What Put:Call Ratio Tells Us About SPY QQQ Education

PUT/CALL RATIOUSI

Description

Here is a chart of the put to call ratio when compared with NASDAQ's ETF, QQQ. When the line is at the bottom of the PC chart, that means market participants are net short. When at the top, they are net long.

I'm sure we've all heard the saying that market makers usually take the other side of the trade. This chart shows that this is a true.

When stocks are going up, the majority of retail traders are shorting the market.

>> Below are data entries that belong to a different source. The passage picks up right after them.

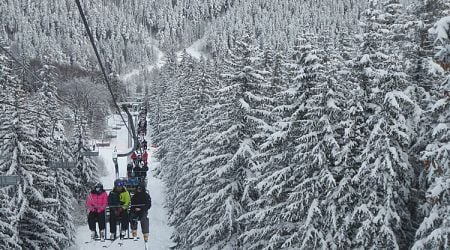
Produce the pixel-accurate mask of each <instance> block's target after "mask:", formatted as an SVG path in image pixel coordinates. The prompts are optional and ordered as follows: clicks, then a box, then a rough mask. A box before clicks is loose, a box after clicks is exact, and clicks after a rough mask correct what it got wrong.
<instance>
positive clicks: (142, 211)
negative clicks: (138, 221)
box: [130, 184, 152, 242]
mask: <svg viewBox="0 0 450 250" xmlns="http://www.w3.org/2000/svg"><path fill="white" fill-rule="evenodd" d="M151 206H152V200H151V198H150V195H149V194H148V193H147V191H146V189H145V184H141V185H139V186H138V187H137V189H136V193H135V194H134V196H133V198H131V214H130V218H131V234H132V236H133V239H134V240H137V223H138V220H139V221H141V229H142V234H143V235H144V241H145V242H147V241H148V232H149V221H148V217H147V214H148V210H149V209H150V207H151Z"/></svg>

When the market goes down, the majority of retail traders are longing the market.

Right now we're in an extreme situation where the majority of retail traders are shorting the market and institutions are doing what they do best, hitting their stop losses and squeezing them out, essentially taking the free money on the table. When this is no longer profitable, the trend usually changes with a few exceptions (see March 2020). To look at it another way, institutions make money on retail trader's emotions which is specifically disbelief.

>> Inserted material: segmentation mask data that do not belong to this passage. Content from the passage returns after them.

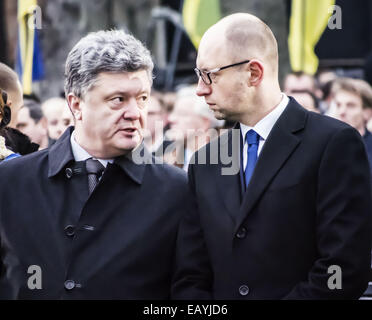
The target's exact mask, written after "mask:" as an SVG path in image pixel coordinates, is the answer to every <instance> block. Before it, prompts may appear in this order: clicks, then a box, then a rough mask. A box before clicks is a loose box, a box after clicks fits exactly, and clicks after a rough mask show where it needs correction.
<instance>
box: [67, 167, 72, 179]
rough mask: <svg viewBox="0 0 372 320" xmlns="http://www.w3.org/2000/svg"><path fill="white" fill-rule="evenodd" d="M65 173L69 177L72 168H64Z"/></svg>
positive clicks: (71, 169) (69, 175) (67, 177)
mask: <svg viewBox="0 0 372 320" xmlns="http://www.w3.org/2000/svg"><path fill="white" fill-rule="evenodd" d="M65 174H66V177H67V179H70V178H71V177H72V175H73V172H72V169H71V168H66V170H65Z"/></svg>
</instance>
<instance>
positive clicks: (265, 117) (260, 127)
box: [240, 93, 289, 170]
mask: <svg viewBox="0 0 372 320" xmlns="http://www.w3.org/2000/svg"><path fill="white" fill-rule="evenodd" d="M282 95H283V98H282V101H280V103H279V104H278V105H277V106H276V107H275V108H274V110H272V111H271V112H270V113H269V114H268V115H266V116H265V117H264V118H262V119H261V120H260V121H259V122H257V123H256V125H255V126H254V127H250V126H247V125H245V124H242V123H240V132H241V134H242V137H243V141H244V145H243V164H244V170H245V167H246V166H247V161H248V153H247V152H248V144H247V142H246V141H245V135H246V133H247V132H248V131H249V130H251V129H253V130H254V131H256V133H257V134H259V135H260V140H259V143H258V151H257V159H258V157H259V155H260V153H261V150H262V147H263V145H264V144H265V141H266V139H267V137H268V136H269V134H270V131H271V129H272V128H273V127H274V124H275V122H276V121H277V120H278V119H279V117H280V116H281V114H282V113H283V111H284V110H285V108H286V107H287V105H288V102H289V98H288V97H287V95H285V94H284V93H282Z"/></svg>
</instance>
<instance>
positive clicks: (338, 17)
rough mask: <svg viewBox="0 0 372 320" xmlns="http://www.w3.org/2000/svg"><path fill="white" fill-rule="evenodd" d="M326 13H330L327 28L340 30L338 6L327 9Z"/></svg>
mask: <svg viewBox="0 0 372 320" xmlns="http://www.w3.org/2000/svg"><path fill="white" fill-rule="evenodd" d="M328 13H332V15H331V17H330V18H329V19H328V28H329V29H331V30H334V29H338V30H340V29H342V10H341V7H340V6H337V5H334V6H330V7H329V8H328Z"/></svg>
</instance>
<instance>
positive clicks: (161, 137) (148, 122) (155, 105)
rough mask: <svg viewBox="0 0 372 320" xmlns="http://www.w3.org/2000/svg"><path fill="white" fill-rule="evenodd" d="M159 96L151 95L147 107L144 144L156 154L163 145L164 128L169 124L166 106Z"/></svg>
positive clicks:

They say 90% of retail traders lose money trading the stock market. I believe this chart is evidence of that.

Comment

Some have pointed out in the comments that my assessment that more puts than calls are being purchased at the current moment is incorrect. However the analysis still stands that the put call ratio inversely follows price.

Also, yes institutions and high frequency trading firms are buying order flows from brokerages like Robinhood to run the stops and to take the other side of retail's trades.

Source: seekingalpha.com/article/4205379-robinhood-is-making-millions-selling-out-millennial-customers-to-high-frequency-traders
Comments
tdrake2139
You have it backwards here. PC at the bottom indicates that more calls are being bought than puts (i.e. market is complacent). Notice the spike in PC during sell off, thats because puts/protection is being bought.
TradingView
@tdrake2139, Good correction to this post. Thanks for sharing this chart @ttrending even though there is an error :) - glad the community could help fix your analysis using the comments.
tdrake2139
@TradingView, No problem, happy to help! trying to learn and give where I can !
Department_of_Futures
You should look again at your interpretation, it's a ratio of puts:calls so more puts being bought (market is biased short) means a higher number.
SuperSentient
@dwats76, Agree, at the moment looks like it should be read at around 0.7 puts to 1 call, so market biased long here.
JosephTran4
"When the line is at the bottom of the PC chart, that means market participants are net short. When at the top, they are net long." ? The Put/Call Ratio should mean that a higher number is net short and a lower number net long. How do you get the opposite? Anyone? Is the ratio flipped somewhere?
zachyam
Got the same question too
Benz0519
@tdrake2139 @dwats76 Does the put call ratio by itself really tell us anything about bias without knowing the motive for the position? For example if I am buying puts for protection then I am long (I think the market is going up and I am protecting against being wrong) but if I am buying them to trade then I am short the market (intrinsic value of put will grow as market drops).
tdrake2139
@Benz0519, its just one input to help judge overall sentiment. As of right now, you can see there are way more calls being bought than puts, indicating complacency. Additionally, if you look at 30 day implied vol vs realized vol, there is a massive discount, again indicating complacency.